Ehrenmitglied von INTERFILM verstorben

Maurice Terrail (1933-2014) – Ein kirchlicher „Monsieur cinéma“


Von Hans Hodel - Anfang Mai ist in St.Sulpice am Lac Léman (Schweiz) Pfarrer Maurice Terrail, der frühere Film- und Fernsehbeauftragte der reformierten Kirchen der französischsprachigen Schweiz, in seinem 82. Lebensjahr gestorben. Für seine Verdienste um die Präsenz der kirchlichen Filmarbeit am Film Festival in Cannes hat ihm INTERFILM im Jahr 2000 anlässlich der 38. Generalversammlung in Mannheim die Ehrenmitgliedschaft verliehen.

Maurice Terrail war in der Romandie (wie man die französischsprachige Westschweiz nennt) als „Monsieur Cinéma de l’Église“ eine markante Persönlichkeit. Obwohl 1933 in Paris geboren, wurde er voll und ganz am Lac Léman heimisch, besuchte das Gymnasium in Lausanne, studierte an der dortigen Universität evangelische Theologie und wurde Gemeindepfarrer in St-Légier und Oulens. Ziemlich unvorbereitet erreichte ihn 1968 die Berufung als Leiter des protestantischen Filmbüros in Lausanne („Office protestant romand du cinéma“), dem er bis zu seinem offiziellen Ruhestand 1998 und interimistisch bis 2000 kompetent vorstand. Mit dieser Berufung nahm er das Erbe der Pioniere protestantischer Filmarbeit, die zu den Gründern von INTERFILM gehören, mit Leib und Seele ernst. Er hatte schnell die Bedeutung des Films in der Gesellschaft und seine Möglichkeiten für die Gemeindearbeit erkannt. Er reiste unermüdlich mit dem 16mm-Projektor von Gemeinde zu Gemeinde für die Vorführung und Diskussion von kurzen Animationsfilmen oder manchmal auch langen Spielfilmen, die im Rahmen eines eigenen kirchlichen Verleihs zur Verfügung standen, um für ethische Fragen und die Botschaft des Evangeliums zu sensibilisieren. Dabei ging es ihm wesentlich immer um den Respekt gegenüber der Würde des Menschen, gegen Manipulation und Intoleranz. 
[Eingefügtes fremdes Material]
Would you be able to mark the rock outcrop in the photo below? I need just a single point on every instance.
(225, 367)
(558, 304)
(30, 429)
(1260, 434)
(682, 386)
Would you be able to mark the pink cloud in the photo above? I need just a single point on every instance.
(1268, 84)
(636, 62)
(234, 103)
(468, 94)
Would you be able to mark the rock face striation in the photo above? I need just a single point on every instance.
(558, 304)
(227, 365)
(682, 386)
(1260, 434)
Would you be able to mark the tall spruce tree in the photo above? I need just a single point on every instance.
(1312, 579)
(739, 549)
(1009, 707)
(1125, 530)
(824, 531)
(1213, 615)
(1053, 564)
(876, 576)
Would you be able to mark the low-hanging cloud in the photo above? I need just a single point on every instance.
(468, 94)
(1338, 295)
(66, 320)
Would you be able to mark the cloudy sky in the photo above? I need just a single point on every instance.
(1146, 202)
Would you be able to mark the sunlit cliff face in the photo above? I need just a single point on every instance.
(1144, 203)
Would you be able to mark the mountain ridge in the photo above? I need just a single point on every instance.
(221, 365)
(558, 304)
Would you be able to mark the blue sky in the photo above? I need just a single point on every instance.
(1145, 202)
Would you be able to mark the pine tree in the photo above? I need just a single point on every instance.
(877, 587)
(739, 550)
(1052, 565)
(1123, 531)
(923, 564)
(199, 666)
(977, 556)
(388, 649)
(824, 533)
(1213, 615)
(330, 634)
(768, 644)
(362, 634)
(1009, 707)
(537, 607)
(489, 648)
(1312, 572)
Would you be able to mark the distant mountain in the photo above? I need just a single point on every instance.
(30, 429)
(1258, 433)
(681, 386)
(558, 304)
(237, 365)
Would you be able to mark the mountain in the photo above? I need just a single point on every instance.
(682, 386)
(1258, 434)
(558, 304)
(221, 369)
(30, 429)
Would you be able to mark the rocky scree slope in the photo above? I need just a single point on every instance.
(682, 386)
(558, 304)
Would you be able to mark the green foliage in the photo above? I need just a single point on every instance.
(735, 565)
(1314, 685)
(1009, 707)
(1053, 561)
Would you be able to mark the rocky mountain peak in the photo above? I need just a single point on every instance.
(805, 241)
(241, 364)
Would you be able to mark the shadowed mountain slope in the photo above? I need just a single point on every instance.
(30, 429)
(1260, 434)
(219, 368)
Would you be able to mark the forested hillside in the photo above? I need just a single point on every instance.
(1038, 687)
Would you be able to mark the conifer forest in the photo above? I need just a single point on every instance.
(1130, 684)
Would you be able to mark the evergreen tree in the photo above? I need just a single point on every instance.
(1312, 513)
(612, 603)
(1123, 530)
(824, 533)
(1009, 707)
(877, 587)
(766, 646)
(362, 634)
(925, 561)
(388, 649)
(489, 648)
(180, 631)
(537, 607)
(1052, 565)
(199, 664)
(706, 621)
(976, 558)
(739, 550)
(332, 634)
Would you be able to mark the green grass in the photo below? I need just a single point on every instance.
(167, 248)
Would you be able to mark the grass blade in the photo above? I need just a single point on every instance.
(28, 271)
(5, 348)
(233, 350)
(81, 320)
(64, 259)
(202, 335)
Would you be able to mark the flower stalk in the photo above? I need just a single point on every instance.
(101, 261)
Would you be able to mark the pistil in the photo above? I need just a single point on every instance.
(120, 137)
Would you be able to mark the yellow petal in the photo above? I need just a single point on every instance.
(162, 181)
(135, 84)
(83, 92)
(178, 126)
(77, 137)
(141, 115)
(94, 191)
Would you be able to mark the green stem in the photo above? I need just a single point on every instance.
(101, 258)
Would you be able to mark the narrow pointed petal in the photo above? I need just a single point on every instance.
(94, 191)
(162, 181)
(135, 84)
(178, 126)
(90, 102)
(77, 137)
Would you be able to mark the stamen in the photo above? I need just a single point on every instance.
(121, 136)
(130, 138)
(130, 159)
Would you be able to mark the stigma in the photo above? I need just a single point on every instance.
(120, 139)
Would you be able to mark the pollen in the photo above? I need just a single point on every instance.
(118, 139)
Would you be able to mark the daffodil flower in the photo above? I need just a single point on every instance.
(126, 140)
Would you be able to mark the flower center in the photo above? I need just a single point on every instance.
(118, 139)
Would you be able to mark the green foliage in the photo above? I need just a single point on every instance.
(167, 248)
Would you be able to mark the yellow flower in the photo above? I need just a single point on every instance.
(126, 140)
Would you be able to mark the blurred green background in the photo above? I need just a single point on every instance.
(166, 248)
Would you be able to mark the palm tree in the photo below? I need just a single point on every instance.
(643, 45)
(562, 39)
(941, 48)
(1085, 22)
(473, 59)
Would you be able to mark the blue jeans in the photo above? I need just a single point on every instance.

Er initiierte vor mehr als vierzig Jahren einen noch heute aktiven Studienkreis für Film („Cercle d’études cinémathographiques“), in welchem an wechselnden Orten ausgewählte Kinofilme zur Diskussion gestellt werden. Die dabei gemachten Erfahrungen gaben 1981 den Anstoss zur Gründung der vierzehntäglich erscheinenden, mit bescheidenen Mitteln produzierten ökumenischen Filmzeitschrift „Ciné-Feuilles“, die seine französischsprachige Leserschaft kritisch über das aktuelle Filmgeschehen in Kino und Fernsehen informiert (https://www.cine-feuilles.ch/). Bis zu seiner Pensionierung hat er die Herausgabe dieser Zeitschrift mit einem ehrenamtlichen Team geleitet, lange Zeit auch unterstützt von seinem katholischen Kollegen Yvan Stern aus Fribourg, und die Tatsache, dass dieses Team ihr Erscheinen heute noch, nach über 700 Ausgaben, sicherstellt, grenzt an ein kleines Wunder, umso mehr als mit der Pensionierung von Maurice Terrail das „Office protestant romand du cinéma“ aus finanziellen Gründen aufgehoben wurde.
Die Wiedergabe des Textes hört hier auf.